Controlling the end-to-end assembly of gold nanorods to enhance the plasmonic response in near infrared

Abstract

In the current paper, we report an efficient approach to produce in a controllable manner electromagnetic hot-spots localized in linear assemblies of gold nanorods (AuNRs) that can be further exploited as highly active surface-enhanced Raman scattering (SERS) sites. The process of the AuNRs self-assembling was initiated in an aqueous solution at pH = 3.1 in the presence of L-cysteine (Cys) molecules and was monitored in real-time for minutes up to hours. The recorded sequential extinction spectra featuring a well-defined isosbestic point at 834 nm is consistent with the first-order like reaction between individual and end-to-end assembled AuNRs as final products.
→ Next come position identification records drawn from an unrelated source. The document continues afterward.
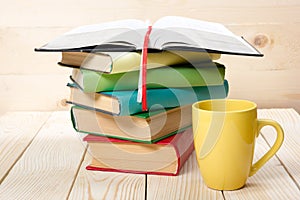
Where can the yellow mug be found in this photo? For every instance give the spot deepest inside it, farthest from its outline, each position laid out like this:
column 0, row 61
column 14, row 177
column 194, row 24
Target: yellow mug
column 224, row 138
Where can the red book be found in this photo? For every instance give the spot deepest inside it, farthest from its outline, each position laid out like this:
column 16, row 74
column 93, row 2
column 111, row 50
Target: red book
column 165, row 157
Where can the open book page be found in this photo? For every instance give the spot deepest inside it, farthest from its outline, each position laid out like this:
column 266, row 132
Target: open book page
column 122, row 34
column 181, row 33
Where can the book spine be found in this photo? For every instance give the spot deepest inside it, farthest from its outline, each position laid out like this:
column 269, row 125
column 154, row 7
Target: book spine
column 89, row 167
column 164, row 77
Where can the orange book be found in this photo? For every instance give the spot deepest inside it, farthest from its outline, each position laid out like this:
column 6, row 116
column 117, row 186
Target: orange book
column 165, row 157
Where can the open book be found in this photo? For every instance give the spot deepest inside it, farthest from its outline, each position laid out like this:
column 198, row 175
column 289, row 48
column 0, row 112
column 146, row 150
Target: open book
column 168, row 33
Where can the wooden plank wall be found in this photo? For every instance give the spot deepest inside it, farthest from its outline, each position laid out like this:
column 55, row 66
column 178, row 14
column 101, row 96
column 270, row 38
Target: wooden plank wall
column 33, row 81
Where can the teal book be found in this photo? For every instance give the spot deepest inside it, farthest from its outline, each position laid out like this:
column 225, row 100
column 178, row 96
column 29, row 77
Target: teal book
column 207, row 74
column 124, row 103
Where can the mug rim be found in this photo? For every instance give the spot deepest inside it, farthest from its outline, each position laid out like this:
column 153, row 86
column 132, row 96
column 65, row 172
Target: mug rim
column 252, row 107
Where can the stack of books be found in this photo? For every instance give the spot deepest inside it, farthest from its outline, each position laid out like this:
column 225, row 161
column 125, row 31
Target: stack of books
column 106, row 72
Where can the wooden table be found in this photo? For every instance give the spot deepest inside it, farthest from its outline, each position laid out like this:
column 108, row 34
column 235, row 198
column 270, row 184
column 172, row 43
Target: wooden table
column 42, row 157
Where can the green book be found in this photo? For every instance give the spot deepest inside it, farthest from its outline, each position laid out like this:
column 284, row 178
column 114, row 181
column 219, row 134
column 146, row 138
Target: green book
column 123, row 102
column 165, row 77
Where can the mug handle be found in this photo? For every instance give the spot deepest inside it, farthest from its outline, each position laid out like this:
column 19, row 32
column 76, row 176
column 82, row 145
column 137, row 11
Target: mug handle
column 278, row 142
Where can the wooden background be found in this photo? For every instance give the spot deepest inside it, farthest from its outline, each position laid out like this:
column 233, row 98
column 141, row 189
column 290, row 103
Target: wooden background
column 33, row 81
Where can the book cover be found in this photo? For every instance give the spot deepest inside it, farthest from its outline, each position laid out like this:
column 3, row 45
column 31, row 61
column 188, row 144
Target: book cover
column 164, row 77
column 165, row 157
column 124, row 103
column 168, row 33
column 120, row 62
column 146, row 127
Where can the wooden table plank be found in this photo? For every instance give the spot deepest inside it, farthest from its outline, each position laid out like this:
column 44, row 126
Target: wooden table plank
column 48, row 167
column 107, row 185
column 271, row 182
column 289, row 154
column 188, row 185
column 17, row 129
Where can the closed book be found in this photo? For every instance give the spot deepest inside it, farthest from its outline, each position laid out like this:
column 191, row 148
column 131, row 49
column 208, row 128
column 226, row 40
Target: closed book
column 120, row 62
column 167, row 33
column 165, row 157
column 163, row 77
column 124, row 103
column 147, row 127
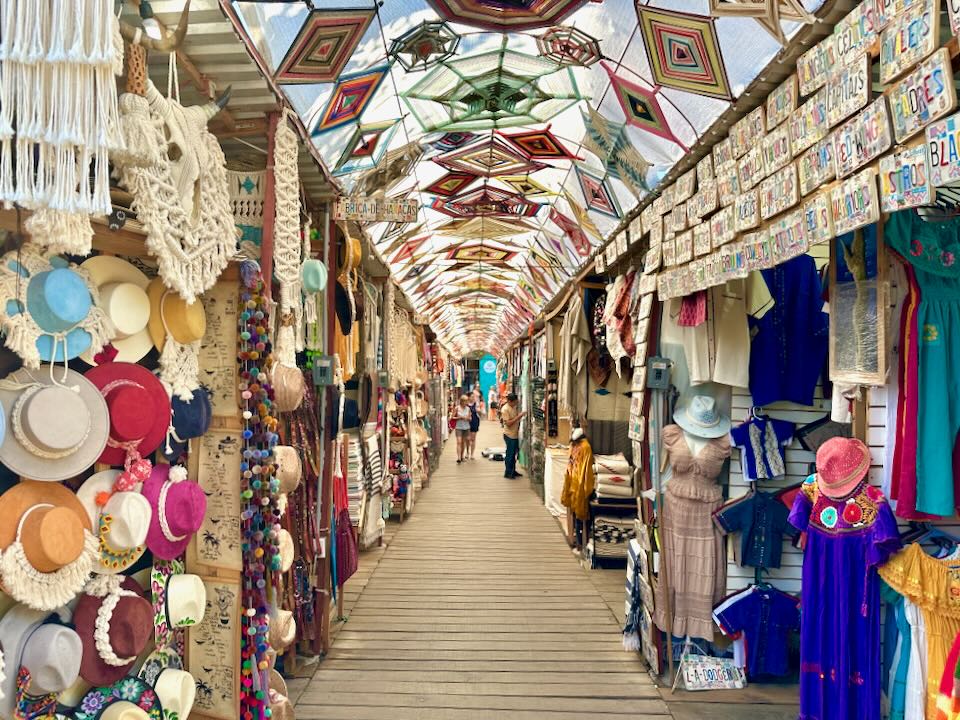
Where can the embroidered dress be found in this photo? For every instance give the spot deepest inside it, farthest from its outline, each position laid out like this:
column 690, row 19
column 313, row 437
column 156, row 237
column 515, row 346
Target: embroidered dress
column 761, row 442
column 934, row 586
column 692, row 547
column 840, row 625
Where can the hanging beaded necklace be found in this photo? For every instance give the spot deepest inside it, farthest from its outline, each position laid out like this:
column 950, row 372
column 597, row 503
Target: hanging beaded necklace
column 260, row 520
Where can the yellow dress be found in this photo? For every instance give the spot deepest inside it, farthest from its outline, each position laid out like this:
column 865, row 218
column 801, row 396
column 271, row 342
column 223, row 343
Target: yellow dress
column 933, row 586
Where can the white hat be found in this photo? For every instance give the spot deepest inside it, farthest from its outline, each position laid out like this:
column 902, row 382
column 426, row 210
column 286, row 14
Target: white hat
column 176, row 690
column 123, row 297
column 120, row 519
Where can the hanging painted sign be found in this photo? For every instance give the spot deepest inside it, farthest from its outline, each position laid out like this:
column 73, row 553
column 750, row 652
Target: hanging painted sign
column 779, row 192
column 747, row 209
column 816, row 166
column 943, row 139
column 782, row 102
column 818, row 218
column 862, row 138
column 924, row 95
column 723, row 227
column 854, row 202
column 809, row 123
column 684, row 245
column 751, row 168
column 848, row 90
column 815, row 64
column 365, row 209
column 776, row 150
column 747, row 132
column 908, row 39
column 905, row 180
column 701, row 239
column 728, row 184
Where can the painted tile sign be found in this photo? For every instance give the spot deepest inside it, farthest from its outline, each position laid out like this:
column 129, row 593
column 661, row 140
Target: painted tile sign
column 905, row 180
column 924, row 95
column 943, row 138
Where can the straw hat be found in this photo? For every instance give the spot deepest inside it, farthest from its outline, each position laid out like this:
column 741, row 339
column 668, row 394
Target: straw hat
column 171, row 315
column 842, row 464
column 139, row 409
column 48, row 549
column 59, row 423
column 700, row 417
column 121, row 518
column 123, row 297
column 179, row 506
column 115, row 622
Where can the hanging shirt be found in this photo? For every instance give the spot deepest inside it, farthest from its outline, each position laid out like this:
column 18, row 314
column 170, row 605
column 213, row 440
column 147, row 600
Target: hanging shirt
column 766, row 617
column 762, row 520
column 761, row 442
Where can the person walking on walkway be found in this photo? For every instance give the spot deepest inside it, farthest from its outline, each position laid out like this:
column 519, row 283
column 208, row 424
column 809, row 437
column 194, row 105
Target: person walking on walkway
column 462, row 427
column 511, row 418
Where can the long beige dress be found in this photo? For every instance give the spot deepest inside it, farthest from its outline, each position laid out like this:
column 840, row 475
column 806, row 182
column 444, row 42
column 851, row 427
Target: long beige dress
column 692, row 546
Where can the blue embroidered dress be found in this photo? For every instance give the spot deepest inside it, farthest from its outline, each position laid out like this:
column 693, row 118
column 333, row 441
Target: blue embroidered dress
column 847, row 539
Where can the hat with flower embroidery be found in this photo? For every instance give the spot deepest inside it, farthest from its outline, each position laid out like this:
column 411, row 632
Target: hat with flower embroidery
column 129, row 698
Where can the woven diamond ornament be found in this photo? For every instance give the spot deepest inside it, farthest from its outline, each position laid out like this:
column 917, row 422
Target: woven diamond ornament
column 323, row 46
column 683, row 51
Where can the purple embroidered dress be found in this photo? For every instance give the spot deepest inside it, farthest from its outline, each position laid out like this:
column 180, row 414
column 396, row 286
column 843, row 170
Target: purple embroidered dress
column 840, row 601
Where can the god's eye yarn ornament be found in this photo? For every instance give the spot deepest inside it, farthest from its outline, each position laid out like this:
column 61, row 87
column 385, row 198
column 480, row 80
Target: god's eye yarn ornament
column 260, row 519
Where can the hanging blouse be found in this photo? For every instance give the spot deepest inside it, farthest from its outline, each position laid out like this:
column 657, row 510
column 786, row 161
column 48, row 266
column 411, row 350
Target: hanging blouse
column 762, row 442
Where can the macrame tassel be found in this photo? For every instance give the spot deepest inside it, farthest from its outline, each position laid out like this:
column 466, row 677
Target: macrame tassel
column 180, row 367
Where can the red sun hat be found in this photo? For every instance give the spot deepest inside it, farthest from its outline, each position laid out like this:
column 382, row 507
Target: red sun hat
column 114, row 621
column 179, row 506
column 842, row 463
column 139, row 408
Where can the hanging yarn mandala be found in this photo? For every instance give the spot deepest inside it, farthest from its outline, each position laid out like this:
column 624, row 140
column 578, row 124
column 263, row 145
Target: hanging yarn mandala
column 192, row 240
column 260, row 518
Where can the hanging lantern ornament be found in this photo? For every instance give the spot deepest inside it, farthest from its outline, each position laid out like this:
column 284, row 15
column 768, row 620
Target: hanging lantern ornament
column 424, row 46
column 569, row 46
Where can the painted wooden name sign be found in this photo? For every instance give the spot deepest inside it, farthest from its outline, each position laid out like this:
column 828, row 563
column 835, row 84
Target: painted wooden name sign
column 782, row 102
column 924, row 95
column 816, row 166
column 908, row 39
column 854, row 202
column 905, row 180
column 779, row 192
column 809, row 123
column 943, row 150
column 818, row 218
column 848, row 90
column 862, row 138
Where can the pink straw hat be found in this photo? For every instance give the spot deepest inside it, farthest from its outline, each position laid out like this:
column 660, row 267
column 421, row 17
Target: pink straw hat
column 842, row 463
column 179, row 506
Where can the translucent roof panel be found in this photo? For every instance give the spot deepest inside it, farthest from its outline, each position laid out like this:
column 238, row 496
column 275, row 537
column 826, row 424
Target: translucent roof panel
column 525, row 129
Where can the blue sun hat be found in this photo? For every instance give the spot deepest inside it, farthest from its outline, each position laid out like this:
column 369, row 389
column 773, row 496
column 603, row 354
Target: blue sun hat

Moreover, the dynamic of the self-assembling process was examined by correlating the extinction spectra with the average number of AuNRs in the chains as provided from the transmission electron microscopy (TEM) pictures. Noteworthy, the average number of connected AuNRs can be fixed at any moment in solution, depending of the desired plasmonic response, by blocking the assembling process with a negative layer of poly (sodium-p-styrenesulfonate) (PSS) polyelectrolyte. The high electric field in the hot-spots in between the linked nanoparticles was proved by SERS experiments using as target analyte para-aminothiophenol (p-ATP) and conducted to clear the demonstration of a higher enhancement factor relative to the individual AuNRs. Finally, all experimental findings and, especially, the far and near-field optical properties of such fabricated plasmonic nanoassemblies were supported by finite-difference time-domain (FDTD) simulations.